All The Other Crap

A Word About Debt and Collections

I’m going to put on my lawyer hat for a minute: it’s very simple-if you legitimately owe a debt, that is, if you CONTRACTED for goods or services, received same and subsequently did not pay for those goods and services, you owe the debt. Whether the vendor can collect is another matter. First, all states have a statute of limitations on how long a debt can be held out before an action (a lawsuit) can be brought to recover the monies allegedly owed. Most states also allow the recovery of reasonable costs, such as filing and service fees, legal fees and similar costs incurred on behalf of the plaintiff.

A collection company that’s external to the vendor, that is, one that’s not a subsidiary of the vendor, will typically buy “bad debt” or “charged-off” debt that the vendor’s internal collections area can’t process to payment. The older the debt, the less the collection company will pay. When an initial collection fails, the debt may be resold to another collection agency. Please understand that each collection agency owns the debt at that point and that the original vendor no longer has rights to the debt, typically speaking. The collection agency can and will use all resources at its disposal to collect the debt, as this is their business. They are unlikely to take the alleged debtor to court for small amounts as the mere act of filing will cost hundreds of dollars in attorney’s time and filing fees. If a suit is launched, the defendant that can defend his or her position will win if the debt is not provable, which is the plaintiff’s responsibility to show. Should the plaintiff prevail and be awarded a default judgment, the plaintiff will still have to collect the default amount, although at that point, the options are expanded to include asking the Court for judgment tools, like a court order to attach wages, bank accounts and other found assets. I have *never* heard of this done for amounts under five grand. And, one shouldn’t discount the defendant’s right to appeal and to otherwise tie up a case with factual discovery in the initial action and other elements of due process which is every American’s right.

Having said all that, the question remains as to what to do for amounts that are alleged to be owed but that are either inaccurate or false in toto. The FCRA and FDCPA are Federal laws that provide various modes of protection for consumers from debt collection gone awry. The very first thing I would suggest is mailing, certified mail, return receipt requested, a letter that demands substantiation of the debt, including copies of signed contracts, billing dates, dates of default and proof from the collector that a) they have the right to collect debts in your state and b) they have the right to collect YOUR debt, that is, that they own the debt and most importantly, that the debt can be substantiated through documentation that shows you agreed to be bound by contract where for value received, you agreed to pay the original vendor money. In the same letter, you should demand that during the period allowed for them to respond that they cease all collection activity and should they not be able to validate the debt, they must initiate the removal of the invalid information from your credit report and that failure to do so will result in a suit by you against them (in Federal court) to compel them to perform as they are required by law. When you win such a suit, virtually inevitable when the elements of the rules are not satisfied by the collector, an award to you of $1000 is statutory. Further, if the agency doesn’t properly validate the debt and pursues a judgment, it would be possible to reflect this to the presiding judge and ask for a dismissal of those grounds alone.

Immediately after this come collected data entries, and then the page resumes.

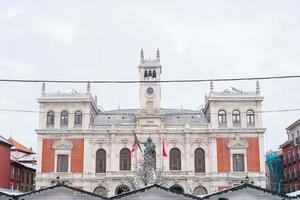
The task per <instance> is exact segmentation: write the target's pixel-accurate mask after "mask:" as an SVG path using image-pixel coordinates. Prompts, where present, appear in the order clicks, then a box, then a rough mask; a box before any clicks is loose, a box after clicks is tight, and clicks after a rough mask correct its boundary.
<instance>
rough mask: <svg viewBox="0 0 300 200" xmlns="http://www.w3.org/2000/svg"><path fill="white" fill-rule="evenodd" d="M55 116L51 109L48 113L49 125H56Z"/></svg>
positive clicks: (51, 126)
mask: <svg viewBox="0 0 300 200" xmlns="http://www.w3.org/2000/svg"><path fill="white" fill-rule="evenodd" d="M54 118H55V114H54V112H53V111H49V112H48V113H47V127H53V126H54Z"/></svg>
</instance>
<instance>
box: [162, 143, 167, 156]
mask: <svg viewBox="0 0 300 200" xmlns="http://www.w3.org/2000/svg"><path fill="white" fill-rule="evenodd" d="M162 156H163V157H167V156H168V155H167V151H166V146H165V140H164V139H163V142H162Z"/></svg>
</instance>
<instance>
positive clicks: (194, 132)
mask: <svg viewBox="0 0 300 200" xmlns="http://www.w3.org/2000/svg"><path fill="white" fill-rule="evenodd" d="M138 74H139V80H140V81H141V82H140V85H139V102H140V105H139V107H138V108H137V109H117V110H109V111H104V110H102V109H101V106H98V104H101V102H97V98H96V97H95V96H93V95H92V94H91V92H90V84H89V83H88V85H87V90H86V91H84V92H77V91H75V90H73V91H72V92H70V93H63V92H57V93H48V92H46V90H45V84H43V87H42V93H41V97H40V98H39V99H38V102H39V113H40V116H39V127H38V129H36V133H37V135H38V152H37V154H38V155H37V160H38V162H37V175H36V187H37V189H40V188H44V187H48V186H50V185H51V184H53V183H55V180H56V178H57V177H59V178H60V180H63V181H64V182H65V183H68V184H69V185H70V186H72V187H76V188H80V189H84V190H87V191H90V192H94V193H97V194H100V195H102V196H113V195H115V194H120V193H123V192H126V191H129V190H132V188H131V185H130V183H129V182H128V181H127V180H128V179H127V178H128V177H129V178H130V177H132V176H133V174H134V173H135V166H136V162H137V160H138V159H139V158H140V157H141V152H140V151H138V150H137V151H134V152H133V153H131V148H132V145H133V143H134V133H135V134H136V135H137V137H138V139H139V140H140V141H146V140H147V138H149V137H151V138H152V141H153V142H154V143H155V145H156V167H157V168H161V169H163V171H164V175H165V176H166V177H167V181H166V184H165V186H166V187H171V188H173V189H176V190H180V191H184V192H187V193H192V194H194V195H201V194H206V193H212V192H217V191H219V190H222V189H224V188H229V187H231V186H234V185H237V184H240V181H241V180H243V179H244V178H245V177H246V176H247V175H248V176H249V177H251V180H253V181H254V184H255V185H258V186H261V187H265V184H266V178H265V157H264V137H263V134H264V132H265V130H266V129H265V128H264V127H263V124H262V116H261V103H262V101H263V97H262V96H261V94H260V86H259V83H258V82H257V83H256V88H255V89H254V90H253V91H243V90H240V89H237V88H234V87H232V88H231V89H226V90H224V91H220V92H219V91H216V90H215V88H214V85H213V82H211V83H210V89H209V93H208V95H206V96H205V107H204V108H203V109H201V110H187V109H176V108H175V109H166V108H162V107H161V95H162V94H163V91H161V83H160V82H157V81H160V80H161V75H162V65H161V64H160V54H159V51H157V54H156V58H154V59H145V58H144V53H143V51H141V56H140V64H139V66H138ZM112 98H113V97H112ZM201 103H202V102H199V105H201ZM197 106H198V105H195V107H197ZM163 141H164V144H165V149H166V151H167V157H162V148H163V146H162V145H161V144H162V142H163Z"/></svg>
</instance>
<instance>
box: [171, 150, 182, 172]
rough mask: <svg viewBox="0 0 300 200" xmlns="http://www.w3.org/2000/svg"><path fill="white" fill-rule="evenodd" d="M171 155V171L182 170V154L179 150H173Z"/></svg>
mask: <svg viewBox="0 0 300 200" xmlns="http://www.w3.org/2000/svg"><path fill="white" fill-rule="evenodd" d="M169 155H170V160H169V161H170V164H169V165H170V170H181V152H180V150H179V149H178V148H172V149H171V150H170V152H169Z"/></svg>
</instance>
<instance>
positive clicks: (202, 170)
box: [194, 148, 205, 173]
mask: <svg viewBox="0 0 300 200" xmlns="http://www.w3.org/2000/svg"><path fill="white" fill-rule="evenodd" d="M194 163H195V172H200V173H201V172H205V151H204V150H203V149H202V148H197V149H196V150H195V153H194Z"/></svg>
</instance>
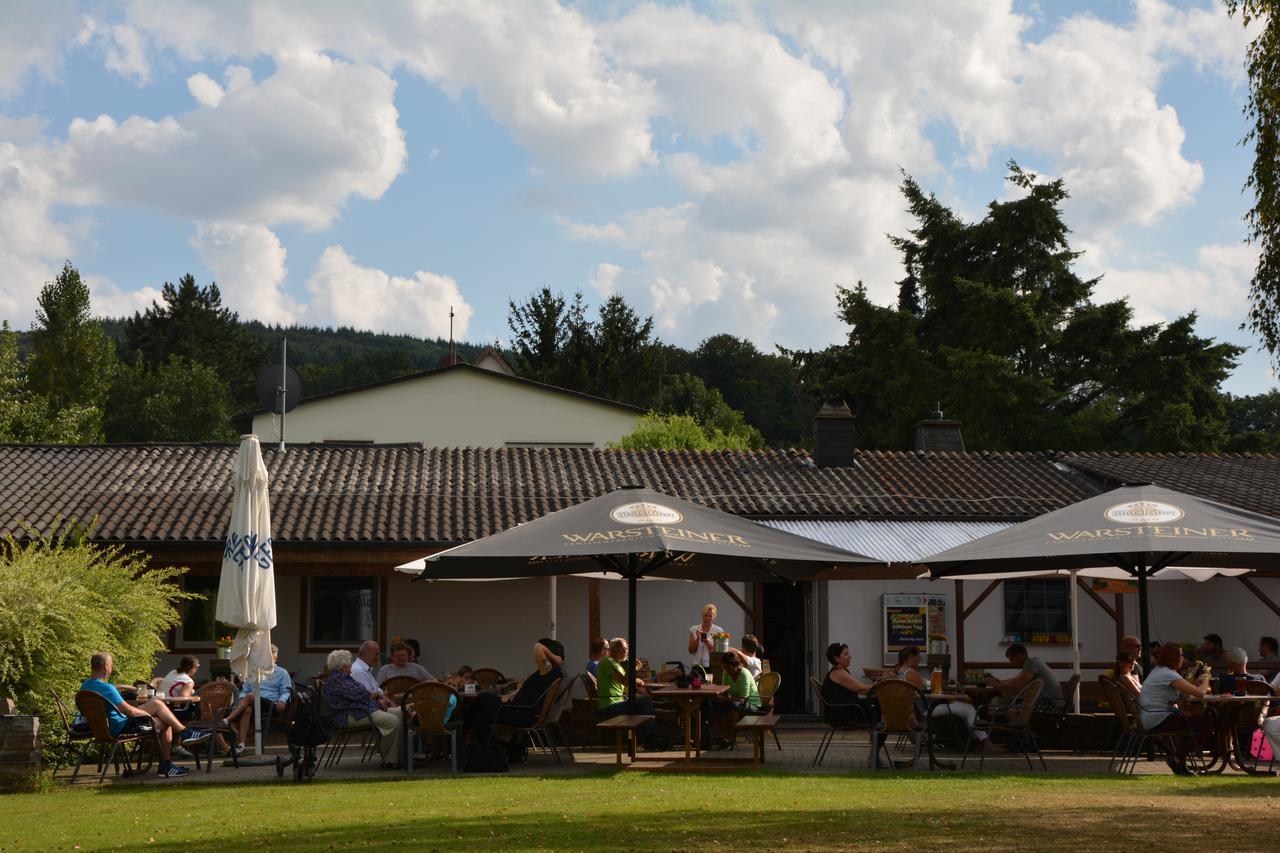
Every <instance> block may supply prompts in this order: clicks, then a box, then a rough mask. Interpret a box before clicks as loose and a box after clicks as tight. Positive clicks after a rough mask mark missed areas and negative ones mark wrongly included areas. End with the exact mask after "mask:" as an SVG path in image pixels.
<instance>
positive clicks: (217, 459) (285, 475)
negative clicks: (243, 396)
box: [0, 411, 1280, 711]
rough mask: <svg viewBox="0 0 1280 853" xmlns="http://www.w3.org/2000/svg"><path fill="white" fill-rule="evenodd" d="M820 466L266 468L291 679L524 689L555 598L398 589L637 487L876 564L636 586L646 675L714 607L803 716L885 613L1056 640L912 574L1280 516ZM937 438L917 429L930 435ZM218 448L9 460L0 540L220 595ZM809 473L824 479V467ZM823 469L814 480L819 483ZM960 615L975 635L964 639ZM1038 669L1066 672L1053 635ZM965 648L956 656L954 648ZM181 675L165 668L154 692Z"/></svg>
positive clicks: (320, 444) (1123, 618) (976, 454)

In short, if you owe the debt and it’s provable that you owe the debt, and all other elements of law are in place, then you should endeavor to satisfy your obligation. On the other hand, if you don’t owe it, you’d be crazy to pay it EXCEPT if you chose to because it’s a small amount and not worth your time to fight it. And that’s a decision you would have to make.

Remember, at all times, stick to the facts and apply your rights. I know that many attorneys counseling poorer clients recommend settling even when the debt in question isn’t entirely legitimate because reporting to the CCAs can mean other, larger problems for their clients. So, each case is different but the rights are always the same.

Here’s a link to a sample letter that will be helpful for an initial dispute:

http://www.fair-debt-collection.com/Disputing_Collections/initial-dispute-letter.html

Good luck and remember: it’s your rights you’re fighting for!